INTRODUCTION
Coffee (Coffea spp.) is one of the plantation crops developed in Indonesia since the Netherlands’ colonialism. This crop has become a valued commodity in the strengthening of foreign exchange. It is represented by data of production, export, and coffee plantation area in Indonesia (Andini et al., 2021). Indonesia’s coffee production has ranked the fourth rank below Brazil, Vietnam, and Colombia. Indonesia exports less than 0.28 million tons of coffee beans. The plantation area reaches 1.19 million hectares. The plantations are dominated by 96% smallholders and the remains from private and national corporations (Statistics Indonesia, 2019).
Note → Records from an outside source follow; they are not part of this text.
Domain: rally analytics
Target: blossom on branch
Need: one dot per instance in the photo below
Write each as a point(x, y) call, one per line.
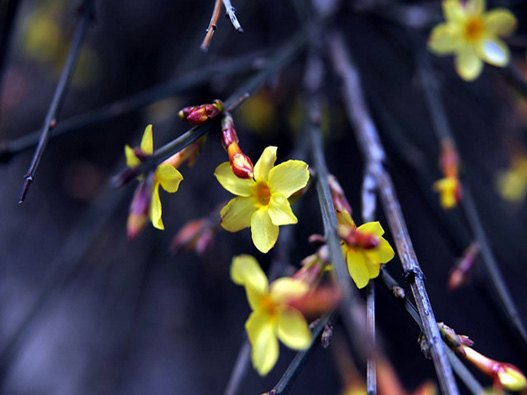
point(262, 203)
point(272, 316)
point(472, 35)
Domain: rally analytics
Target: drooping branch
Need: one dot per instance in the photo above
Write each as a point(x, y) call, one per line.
point(88, 11)
point(373, 153)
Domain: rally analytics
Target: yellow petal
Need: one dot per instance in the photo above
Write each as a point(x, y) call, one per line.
point(235, 185)
point(156, 209)
point(286, 288)
point(371, 228)
point(131, 159)
point(246, 271)
point(288, 177)
point(293, 330)
point(280, 210)
point(147, 142)
point(494, 51)
point(265, 164)
point(261, 332)
point(169, 177)
point(444, 39)
point(358, 267)
point(468, 65)
point(264, 232)
point(453, 11)
point(500, 22)
point(236, 215)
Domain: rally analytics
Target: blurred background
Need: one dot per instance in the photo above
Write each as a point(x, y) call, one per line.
point(84, 310)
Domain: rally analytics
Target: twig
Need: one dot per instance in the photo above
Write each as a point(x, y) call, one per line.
point(5, 37)
point(212, 26)
point(9, 149)
point(88, 11)
point(444, 133)
point(373, 152)
point(462, 372)
point(280, 60)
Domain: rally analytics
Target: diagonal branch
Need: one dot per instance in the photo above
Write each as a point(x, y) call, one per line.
point(88, 11)
point(373, 152)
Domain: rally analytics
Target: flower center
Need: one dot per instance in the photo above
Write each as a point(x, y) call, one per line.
point(262, 193)
point(474, 29)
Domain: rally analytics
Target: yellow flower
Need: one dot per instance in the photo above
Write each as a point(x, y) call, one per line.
point(449, 190)
point(262, 202)
point(364, 248)
point(272, 318)
point(472, 35)
point(165, 175)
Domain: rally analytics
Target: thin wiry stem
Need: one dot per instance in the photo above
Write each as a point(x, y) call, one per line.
point(462, 372)
point(286, 55)
point(88, 11)
point(190, 80)
point(373, 152)
point(444, 133)
point(212, 25)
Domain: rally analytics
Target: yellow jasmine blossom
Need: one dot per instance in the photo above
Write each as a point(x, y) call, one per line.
point(472, 35)
point(272, 317)
point(364, 248)
point(262, 202)
point(449, 191)
point(165, 175)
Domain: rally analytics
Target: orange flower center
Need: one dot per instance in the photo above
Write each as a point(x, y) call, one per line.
point(262, 193)
point(474, 29)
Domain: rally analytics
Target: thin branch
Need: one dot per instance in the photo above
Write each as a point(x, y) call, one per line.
point(373, 152)
point(88, 11)
point(444, 133)
point(462, 372)
point(212, 26)
point(286, 55)
point(190, 80)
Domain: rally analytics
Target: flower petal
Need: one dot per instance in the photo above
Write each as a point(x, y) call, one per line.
point(264, 352)
point(288, 177)
point(371, 228)
point(264, 232)
point(285, 289)
point(235, 185)
point(169, 177)
point(131, 159)
point(293, 330)
point(468, 65)
point(236, 215)
point(494, 51)
point(453, 11)
point(500, 22)
point(444, 39)
point(280, 210)
point(358, 267)
point(156, 209)
point(147, 142)
point(265, 164)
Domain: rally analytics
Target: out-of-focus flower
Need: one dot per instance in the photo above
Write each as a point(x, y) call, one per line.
point(272, 317)
point(472, 35)
point(512, 183)
point(166, 175)
point(199, 114)
point(261, 203)
point(364, 248)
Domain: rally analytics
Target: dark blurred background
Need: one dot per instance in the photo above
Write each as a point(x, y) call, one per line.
point(102, 315)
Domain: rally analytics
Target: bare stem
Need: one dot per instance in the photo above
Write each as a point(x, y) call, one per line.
point(88, 11)
point(443, 132)
point(373, 152)
point(280, 60)
point(212, 26)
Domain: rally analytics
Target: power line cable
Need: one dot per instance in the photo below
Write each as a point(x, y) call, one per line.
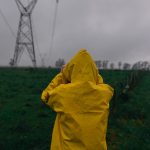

The kinds of coffee developed in Indonesia are arabica (Coffea arabica L.) and robusta (Coffea canephora Pierre ex A. Froehner). Both coffees have a demand level higher than the other kinds (Statistics Indonesia, 2019). Arabica coffee has the best taste among others (Dias and Benassi, 2015). The arabica plantation areas are less extensive than robusta coffee, but its economic values are more expensive than robusta coffee (Dias and Benassi, 2015; Nugroho et al., 2016). In general, arabica coffee is more planted at the highland around 800-2000 m a.s.l. (Nugroho et al., 2016; Konieczka et al., 2020). The taste and resistance to Hemileia vastatrix attack are the reasons why arabica is grown in the highland (Alnopri and Hermawan, 2015). Robusta coffee is more resistant to H. vastatrix, it can be planted at less 1000 or 200-900 m a.s.l. and optimal at 600-700 m a.s.l. (Konieczka et al., 2020). The difference of agroecosystems between each coffee impacts different morphology characters and indirectly on the taste of both coffees. The coffee taste is mainly influenced by genetic interaction and agroecosystem (Bicho et al., 2013; Ramadiana et al., 2018), some coffees have a certificate as specialty coffee (Traore et al., 2018). Based on their unique characters, specific identification is interesting to differentiate between arabica and robusta in the same environment.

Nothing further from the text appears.